Given the alternatives, the FDIC’s plan sounds like the best of all worlds. It allows for the government to resolve failed institutions in an orderly way, without bailing out those firms. Shareholders and executives would be given the boot, and the firm would be turned over to a new set of owners while still being kept in private hands. Indeed, the whole purpose of this speech was to give a warning to big banks and those who lend to them that in the future, failing will come with consequences.
However, not everybody is convinced. Most Republican lawmakers remain opposed to Dodd-Frank and seek to repeal it. According to a report issued last year from Republican members of the House Financial Services Committee, these critics aren’t confident that taxpayers won’t be on the hook for bank losses while failed institutions are in receivership. They argue that in an extreme circumstance, the FDIC and Treasury will not stick to the law’s mandate that taxpayers’ funds not be used to pay back creditors and will instead force the public to make failed banks’ creditors whole.

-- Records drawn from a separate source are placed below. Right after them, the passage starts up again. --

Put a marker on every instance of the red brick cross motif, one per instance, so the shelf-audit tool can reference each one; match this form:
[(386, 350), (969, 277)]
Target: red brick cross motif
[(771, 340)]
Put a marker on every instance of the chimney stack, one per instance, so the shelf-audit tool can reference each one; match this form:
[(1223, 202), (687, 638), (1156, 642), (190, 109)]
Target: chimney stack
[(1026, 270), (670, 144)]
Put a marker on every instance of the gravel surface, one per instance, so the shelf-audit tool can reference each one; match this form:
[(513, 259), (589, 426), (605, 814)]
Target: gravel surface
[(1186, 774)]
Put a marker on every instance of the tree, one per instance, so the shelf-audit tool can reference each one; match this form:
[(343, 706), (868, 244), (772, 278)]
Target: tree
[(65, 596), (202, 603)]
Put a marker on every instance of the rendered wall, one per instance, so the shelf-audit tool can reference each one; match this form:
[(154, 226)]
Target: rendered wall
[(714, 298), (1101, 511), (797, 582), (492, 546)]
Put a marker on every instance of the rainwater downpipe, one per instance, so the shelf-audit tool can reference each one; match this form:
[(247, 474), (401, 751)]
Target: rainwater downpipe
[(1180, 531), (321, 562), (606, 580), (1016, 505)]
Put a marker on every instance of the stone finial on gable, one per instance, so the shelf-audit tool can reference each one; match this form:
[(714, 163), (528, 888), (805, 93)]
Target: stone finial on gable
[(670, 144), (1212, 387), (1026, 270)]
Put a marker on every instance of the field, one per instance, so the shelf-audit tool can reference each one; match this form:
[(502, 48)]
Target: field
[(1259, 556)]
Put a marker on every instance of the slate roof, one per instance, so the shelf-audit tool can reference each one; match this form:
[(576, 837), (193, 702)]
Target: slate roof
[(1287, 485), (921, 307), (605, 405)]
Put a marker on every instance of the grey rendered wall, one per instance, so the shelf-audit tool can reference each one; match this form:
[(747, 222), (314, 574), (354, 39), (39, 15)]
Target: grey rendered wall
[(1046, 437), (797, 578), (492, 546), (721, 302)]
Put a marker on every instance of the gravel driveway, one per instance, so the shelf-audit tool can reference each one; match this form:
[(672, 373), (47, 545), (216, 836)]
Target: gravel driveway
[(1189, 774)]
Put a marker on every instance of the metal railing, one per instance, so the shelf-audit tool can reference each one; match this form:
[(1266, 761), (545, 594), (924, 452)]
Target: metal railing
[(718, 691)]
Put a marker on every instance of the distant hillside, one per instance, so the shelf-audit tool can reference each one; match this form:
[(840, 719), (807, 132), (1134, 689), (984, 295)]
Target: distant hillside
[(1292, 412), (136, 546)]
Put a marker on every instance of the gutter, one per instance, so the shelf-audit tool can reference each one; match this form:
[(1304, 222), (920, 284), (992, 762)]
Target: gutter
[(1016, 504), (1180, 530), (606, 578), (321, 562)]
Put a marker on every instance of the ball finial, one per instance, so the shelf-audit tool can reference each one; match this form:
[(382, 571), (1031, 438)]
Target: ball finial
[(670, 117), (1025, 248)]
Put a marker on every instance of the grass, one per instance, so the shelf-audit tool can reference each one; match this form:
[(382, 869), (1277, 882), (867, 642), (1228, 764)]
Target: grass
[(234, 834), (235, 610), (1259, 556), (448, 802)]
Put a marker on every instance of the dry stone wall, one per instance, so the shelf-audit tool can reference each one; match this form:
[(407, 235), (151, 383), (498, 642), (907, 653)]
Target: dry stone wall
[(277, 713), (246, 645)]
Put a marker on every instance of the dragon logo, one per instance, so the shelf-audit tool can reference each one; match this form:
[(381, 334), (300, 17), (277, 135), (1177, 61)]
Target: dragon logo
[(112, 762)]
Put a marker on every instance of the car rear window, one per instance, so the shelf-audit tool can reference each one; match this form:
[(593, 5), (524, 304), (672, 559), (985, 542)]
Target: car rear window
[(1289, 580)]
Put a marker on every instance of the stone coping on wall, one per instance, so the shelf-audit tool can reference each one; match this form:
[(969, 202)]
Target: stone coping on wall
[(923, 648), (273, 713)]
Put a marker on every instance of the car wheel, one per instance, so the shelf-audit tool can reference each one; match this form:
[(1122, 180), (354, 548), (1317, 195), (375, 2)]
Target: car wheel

But if we can’t trust government officials to follow the law, debating the law at all seems like a waste of time. In the heat of the moment, this plan to wind down giant institutions is the best we have. Of course, finding a way to break up the banks may be the best path to making sure 2008 never happens again. But it’s hard to see how to do that without aggressive government intervention — something I doubt House Republicans are ready to endorse any time soon.